This research examined clinical phenomena occurring in the phase of treatment following a therapist's return from maternity leave, with focus on the impact of primary maternal preoccupation (PMP; Winnicott, 1956) on the therapist and her clinical work. PMP refers to a psychological state of a new mother, occurring in the final weeks of pregnancy and into the postpartum period, that allows the mother to sensitively adapt to the infant's physical and psychological needs. Participants were 20 women who had returned to clinical work within six months of giving birth. Instruments were a PMP Questionnaire devised by Moulton (1991) and a semi-structured interview designed specifically for this study. Quantitative results revealed scores that fell within an approximately normal distribution pattern. PMP Questionnaire descriptive data did not differ significantly from those in Moulton's study, supporting the validity of the questionnaire.
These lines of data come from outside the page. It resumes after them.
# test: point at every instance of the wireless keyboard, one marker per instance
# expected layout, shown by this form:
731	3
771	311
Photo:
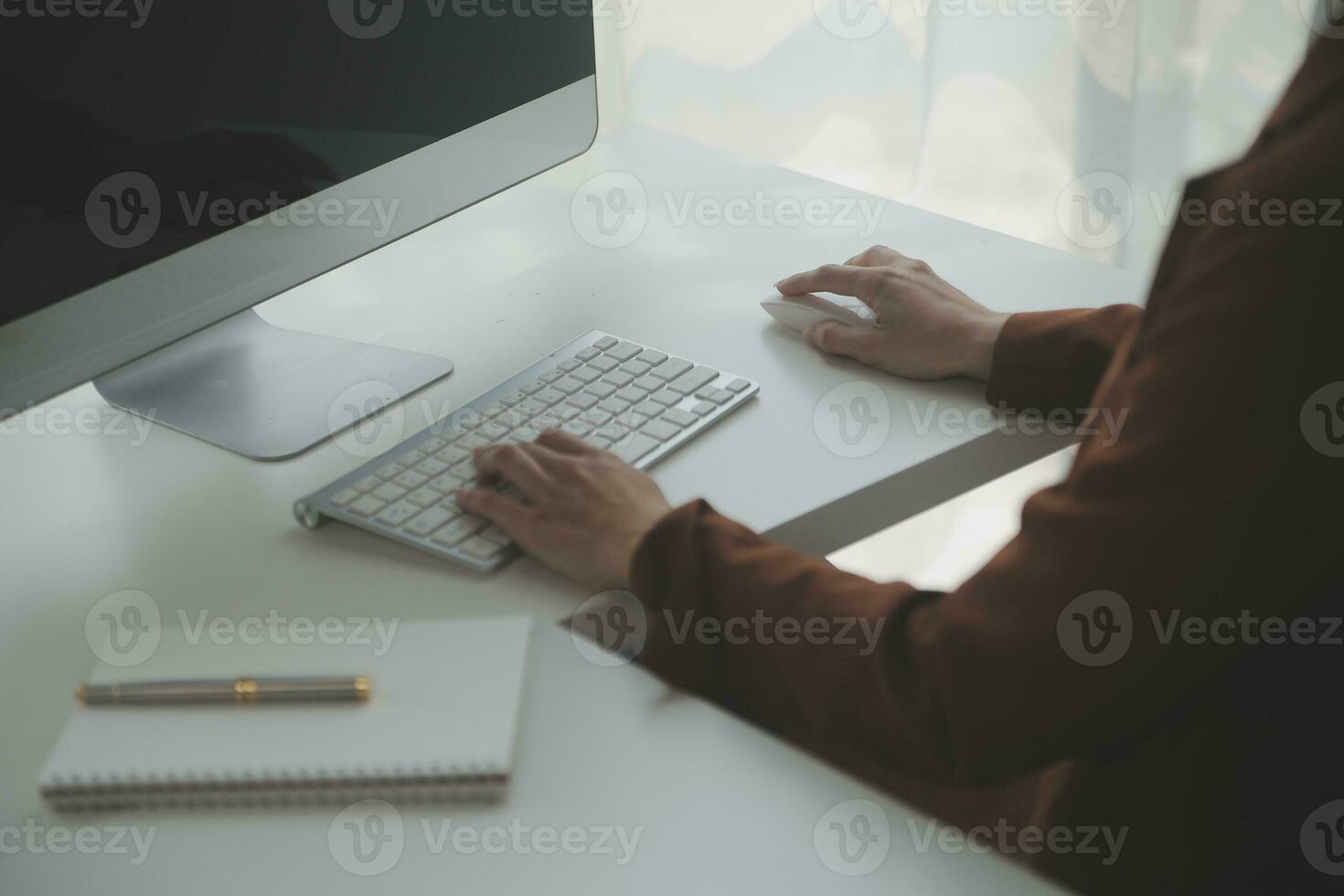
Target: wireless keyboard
618	395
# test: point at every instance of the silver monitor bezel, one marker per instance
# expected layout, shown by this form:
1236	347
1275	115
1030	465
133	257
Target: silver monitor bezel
100	329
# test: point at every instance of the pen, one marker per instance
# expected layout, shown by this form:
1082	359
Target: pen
312	689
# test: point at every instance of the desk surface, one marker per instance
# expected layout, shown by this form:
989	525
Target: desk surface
103	508
671	795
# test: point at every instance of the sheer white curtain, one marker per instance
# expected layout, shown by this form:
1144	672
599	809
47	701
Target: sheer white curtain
986	111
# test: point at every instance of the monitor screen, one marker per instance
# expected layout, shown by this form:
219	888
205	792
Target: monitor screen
136	129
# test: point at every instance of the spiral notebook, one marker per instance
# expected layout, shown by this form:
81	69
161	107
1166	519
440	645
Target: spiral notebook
440	724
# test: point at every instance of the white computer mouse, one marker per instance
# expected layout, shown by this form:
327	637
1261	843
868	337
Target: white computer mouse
801	312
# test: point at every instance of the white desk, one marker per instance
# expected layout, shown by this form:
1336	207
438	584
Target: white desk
494	289
709	805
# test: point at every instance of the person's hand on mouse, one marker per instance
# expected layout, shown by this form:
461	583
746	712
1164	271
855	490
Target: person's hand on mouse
926	328
585	512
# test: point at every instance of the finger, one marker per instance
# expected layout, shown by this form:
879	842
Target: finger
515	464
517	518
565	443
875	257
841	280
846	341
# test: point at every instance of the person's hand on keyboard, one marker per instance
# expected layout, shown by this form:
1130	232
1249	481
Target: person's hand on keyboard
586	509
926	328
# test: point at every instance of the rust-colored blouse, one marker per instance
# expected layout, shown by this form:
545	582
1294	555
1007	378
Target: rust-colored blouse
1220	500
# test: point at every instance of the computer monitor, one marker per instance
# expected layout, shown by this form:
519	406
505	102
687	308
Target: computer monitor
168	165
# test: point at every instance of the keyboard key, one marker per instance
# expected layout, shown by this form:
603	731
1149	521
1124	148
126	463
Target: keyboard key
586	375
680	418
667	397
389	492
601	389
446	483
613	432
480	549
411	480
395	515
614	404
432	466
368	484
635	448
671	368
549	397
452	454
569	386
549	421
428	521
425	496
368	506
648	383
345	497
497	536
660	430
648	409
624	351
460	528
694	379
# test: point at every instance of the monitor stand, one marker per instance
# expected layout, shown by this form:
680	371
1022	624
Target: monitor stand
262	391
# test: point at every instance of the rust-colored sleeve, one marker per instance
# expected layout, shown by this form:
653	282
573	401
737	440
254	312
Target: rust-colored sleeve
1210	503
1054	360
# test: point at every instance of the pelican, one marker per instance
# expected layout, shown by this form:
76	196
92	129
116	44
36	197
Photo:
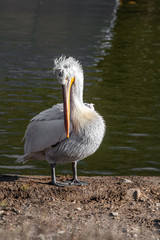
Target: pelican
68	132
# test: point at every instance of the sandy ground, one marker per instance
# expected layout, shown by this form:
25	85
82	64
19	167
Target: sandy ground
108	208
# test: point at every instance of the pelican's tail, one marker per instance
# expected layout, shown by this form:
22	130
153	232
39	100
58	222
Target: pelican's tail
23	158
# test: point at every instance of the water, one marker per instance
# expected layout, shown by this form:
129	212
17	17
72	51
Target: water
119	49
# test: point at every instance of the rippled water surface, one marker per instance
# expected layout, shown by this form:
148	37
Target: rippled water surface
118	46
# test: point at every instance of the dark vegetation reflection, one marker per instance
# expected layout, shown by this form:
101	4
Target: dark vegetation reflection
120	54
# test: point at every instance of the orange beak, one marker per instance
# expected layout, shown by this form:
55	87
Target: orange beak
66	104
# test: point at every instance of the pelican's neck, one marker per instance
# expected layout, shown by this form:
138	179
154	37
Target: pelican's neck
77	93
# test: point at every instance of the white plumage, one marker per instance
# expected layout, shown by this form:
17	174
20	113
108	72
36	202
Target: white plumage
66	132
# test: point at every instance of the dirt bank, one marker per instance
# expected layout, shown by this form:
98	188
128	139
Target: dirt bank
108	208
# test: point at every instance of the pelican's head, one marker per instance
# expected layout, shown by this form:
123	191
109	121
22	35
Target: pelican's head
69	74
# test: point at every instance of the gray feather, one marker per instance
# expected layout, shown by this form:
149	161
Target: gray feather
45	129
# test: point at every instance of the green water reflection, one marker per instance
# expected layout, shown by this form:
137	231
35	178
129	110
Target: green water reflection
124	85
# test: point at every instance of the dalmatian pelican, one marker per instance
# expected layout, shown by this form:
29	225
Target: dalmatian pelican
68	132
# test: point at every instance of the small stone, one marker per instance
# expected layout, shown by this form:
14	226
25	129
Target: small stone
127	180
114	214
61	232
79	209
133	194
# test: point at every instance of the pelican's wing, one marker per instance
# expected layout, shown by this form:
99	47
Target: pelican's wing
45	129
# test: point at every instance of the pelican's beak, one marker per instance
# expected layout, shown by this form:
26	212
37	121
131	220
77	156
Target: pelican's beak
66	104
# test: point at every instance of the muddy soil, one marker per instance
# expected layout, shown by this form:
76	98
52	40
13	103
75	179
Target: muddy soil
107	208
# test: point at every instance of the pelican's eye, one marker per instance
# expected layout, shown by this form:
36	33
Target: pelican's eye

A k-means cluster analysis revealed that there were two distinct groups, one with high PMP scores and the other with low scores. Qualitative results from the interview revealed distinct characteristics of each group, though there were also some similarities. For therapists in the high group, PMP had both a positive and negative influence on their clinical work (positive: increased sensitivity to patients, a sense of feeling more vulnerable and “real” with patients; negative: increased distractibility, memory loss, fluid boundaries, and difficulty dealing with low functioning patients). In the low group, therapists were able to compartmentalize thoughts of their babies and felt that balancing dual roles actually served to sharpen their focus in their clinical work. On the other hand, these therapists expressed a sense of conflict between work and motherhood, appearing less flexible in their dual roles, and also had difficulty feeling vulnerable with patients, tending to constrict emotions. Overall, the results suggest that Winnicott's theory of PMP can be a valuable way of understanding a therapist's developmental movement, with the quality and quantity of PMP impacting transference and countertransference in the clinical setting. Limitations, clinical implications, and suggestions for future research are also presented.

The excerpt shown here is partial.